Quality & non-conformity management

Supply Chain and Quality: Artificial Intelligence as the main driver for high-quality performance 

In Supply Chain Management, managing disruptions is one of the biggest challenges for practitioners, impacting directly the delivery performance of the supply chain. Disruptions may stem from various sources, and implementing a relevant solution may be costly. With regards to the Aerospace and Defence Industry, supply chain quality is typically impacted by the quality of the products or components themselves transiting through the network.

The rate of non-conformity impacts supply chain flows by creating delays, generating unexpected problem-solving costs and ultimately degrading production throughput rate and takt time. Hence, keeping low rates of non-conformity are of paramount importance to maintain quality and supply chain performance optimal.

AI technologies improving Quality for Supply Chain Management 

Recent developments in Artificial Intelligence have proven to be disruptive for all issues related to quality and non-conformity, and can be applied effectively to the Aerospace & Defence Supply Chain.

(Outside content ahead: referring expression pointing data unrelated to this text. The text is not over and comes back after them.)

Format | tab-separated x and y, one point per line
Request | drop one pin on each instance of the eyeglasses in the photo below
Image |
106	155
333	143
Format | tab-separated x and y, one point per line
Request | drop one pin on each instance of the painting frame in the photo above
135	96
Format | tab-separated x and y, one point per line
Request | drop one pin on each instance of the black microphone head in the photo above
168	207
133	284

In particular, advanced analytics integrating systems modelling, default classification & tracking as well as simulation for non-conformity propagation are particularly powerful. They enable the transformation of decision-making related to quality management, improving operational business processes and ultimately reducing disruptions.

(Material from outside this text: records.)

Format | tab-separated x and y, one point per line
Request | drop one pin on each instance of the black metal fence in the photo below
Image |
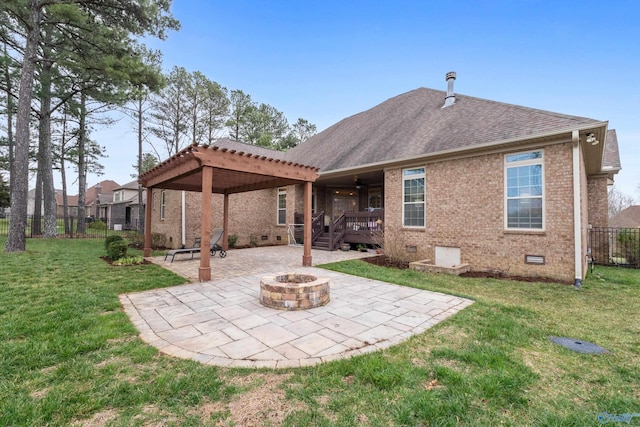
71	227
615	246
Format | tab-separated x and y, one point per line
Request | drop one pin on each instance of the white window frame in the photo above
514	163
162	204
420	175
281	192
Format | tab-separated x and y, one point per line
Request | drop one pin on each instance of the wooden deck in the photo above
351	227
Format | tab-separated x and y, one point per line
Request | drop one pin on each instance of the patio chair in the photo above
195	249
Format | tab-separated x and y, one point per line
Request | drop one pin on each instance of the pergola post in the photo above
225	222
147	223
204	272
306	257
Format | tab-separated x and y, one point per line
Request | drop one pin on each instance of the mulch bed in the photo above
385	261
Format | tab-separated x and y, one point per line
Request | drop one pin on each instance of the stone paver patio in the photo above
222	322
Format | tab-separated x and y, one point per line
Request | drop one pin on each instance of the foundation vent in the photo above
534	259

In particular, Sopra Steria has identified three key domains where Artificial Intelligence adds the most value to Supply Chain Quality:

 

To support its clients along these areas, Sopra Steria has developed multiple AI assets and accelerators that are used as catalysts to reduce project development cost and accelerate their time-to-market.

#1: Process adherence

In the Aerospace & Defence industry, manufacturing steps are carefully designed with respect to upstream engineering requirements in order to ensure product reliability. The design of each part or component is indeed created with respect to different constraints, in particular performance, norms, traceability and certifications. These come also with precise manufacturing processes and steps to guarantee the conformity of the product to its quality requirements.

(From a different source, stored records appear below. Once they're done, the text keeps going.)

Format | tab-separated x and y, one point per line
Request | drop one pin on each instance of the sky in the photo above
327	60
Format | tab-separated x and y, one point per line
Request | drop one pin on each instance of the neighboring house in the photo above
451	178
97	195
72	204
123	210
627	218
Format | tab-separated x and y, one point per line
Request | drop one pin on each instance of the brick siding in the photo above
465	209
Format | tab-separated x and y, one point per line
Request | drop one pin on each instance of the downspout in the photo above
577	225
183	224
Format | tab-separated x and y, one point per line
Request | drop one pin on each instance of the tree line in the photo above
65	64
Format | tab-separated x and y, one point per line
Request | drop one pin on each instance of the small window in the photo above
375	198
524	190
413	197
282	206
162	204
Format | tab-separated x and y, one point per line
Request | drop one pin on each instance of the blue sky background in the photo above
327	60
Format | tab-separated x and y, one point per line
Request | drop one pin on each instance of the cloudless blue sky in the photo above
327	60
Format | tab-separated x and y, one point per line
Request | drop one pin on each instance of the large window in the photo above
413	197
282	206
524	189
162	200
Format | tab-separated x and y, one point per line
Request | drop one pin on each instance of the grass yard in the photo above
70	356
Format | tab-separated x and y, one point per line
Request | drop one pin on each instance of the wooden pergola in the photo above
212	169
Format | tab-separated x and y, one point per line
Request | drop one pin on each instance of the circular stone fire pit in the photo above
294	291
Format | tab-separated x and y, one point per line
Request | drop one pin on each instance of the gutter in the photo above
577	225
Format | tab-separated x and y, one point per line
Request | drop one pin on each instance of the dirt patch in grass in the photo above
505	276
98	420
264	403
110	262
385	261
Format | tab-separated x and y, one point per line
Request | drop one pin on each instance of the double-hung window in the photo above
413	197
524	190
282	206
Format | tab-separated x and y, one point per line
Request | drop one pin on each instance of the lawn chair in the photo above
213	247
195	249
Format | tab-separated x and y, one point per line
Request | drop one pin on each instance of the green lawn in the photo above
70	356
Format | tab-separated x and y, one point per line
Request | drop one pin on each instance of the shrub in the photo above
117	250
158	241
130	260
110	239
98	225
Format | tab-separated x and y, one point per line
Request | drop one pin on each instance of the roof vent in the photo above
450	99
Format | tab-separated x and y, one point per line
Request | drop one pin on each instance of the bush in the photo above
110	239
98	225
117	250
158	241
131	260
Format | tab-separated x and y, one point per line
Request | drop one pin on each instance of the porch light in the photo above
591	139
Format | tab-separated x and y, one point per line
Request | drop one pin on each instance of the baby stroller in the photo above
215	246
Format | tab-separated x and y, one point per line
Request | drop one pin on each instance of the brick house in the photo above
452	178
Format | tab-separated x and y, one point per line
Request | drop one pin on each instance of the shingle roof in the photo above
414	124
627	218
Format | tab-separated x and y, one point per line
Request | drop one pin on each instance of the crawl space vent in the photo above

As a consequence, deviating from standard manufacturing processes that have been defined by engineering for quality purposes generally increases the risk of non-conformity. Tracking these deviations and measuring process adherence with Process Mining can be done by comparing the logs of activities occurring in the MES with the theoretical process as defined in Manufacturing Engineering.

Beyond process mining and by integrating other relevant features, an AI module can identify the correlation between the contexts of the deviation, in particular the environmental parameters, and the insights of the deviation. In that case, when practitioners decide to implement a corrective action plan, the AI module can also record the action to mitigate the risk of non-adherence and its final outcome.

This AI system is finally able to recommend, given a particular situation, an effective action plan automatically. Sopra Steria, with its AI and process mining capabilities, has developed assets to accelerate the identification of Supply Chain disruptions due to quality issues, and support the implementation of corrective action plans targeted towards practitioners.

#2: Intelligent Testing

In the field of Quality Management in Manufacturing or Supply Chain, a key best practice is the inspection (destructive or non-destructive) of the produced or delivered components. This enables the statistical estimation of indicators such as non-conformity ratio for a production batch and provides concrete insights enabling practitioners to get a better visibility on the risk of Supply Chain disruptions.

The main concern is optimizing when, where and how far inspections or tests must be performed. “Intelligent testing by AI” is a tactical decision support tool designed by Sopra Steria that helps quality practitioners sample the right components at the right frequency. By combining Machine Learning with a powerful probabilistic model of the manufacturing steps and the production flows, we are able to correlate the testing scenarios with a cartography of the quality risks, allowing decision-makers avoid any fuzzy context for quality traceability.

Moreover, the link between testing costs –number of tests, duration, etc.- and confidence intervals of the risks is determined, which provides key information to optimize the costs of the inspections or tests for a given confidence level. Products clustering is also used in order to mutualize when relevant, creating a new dimension –the product- of the solution for the decision support. Finally, the architecture of such AI solution is built to have adaptable parameters that evolve based on past performance and improving its efficiency through time.  

#3: Predictive tracking

In Supply Chain Management, anticipation is key to ensure delivery flows and pre-emptively avoid disruptions. The non-conformity performances impacting supply chain operations is consequently part of the information needed to be tracked and anticipated. To do so, AI is a key technology that provides valuable predictive information.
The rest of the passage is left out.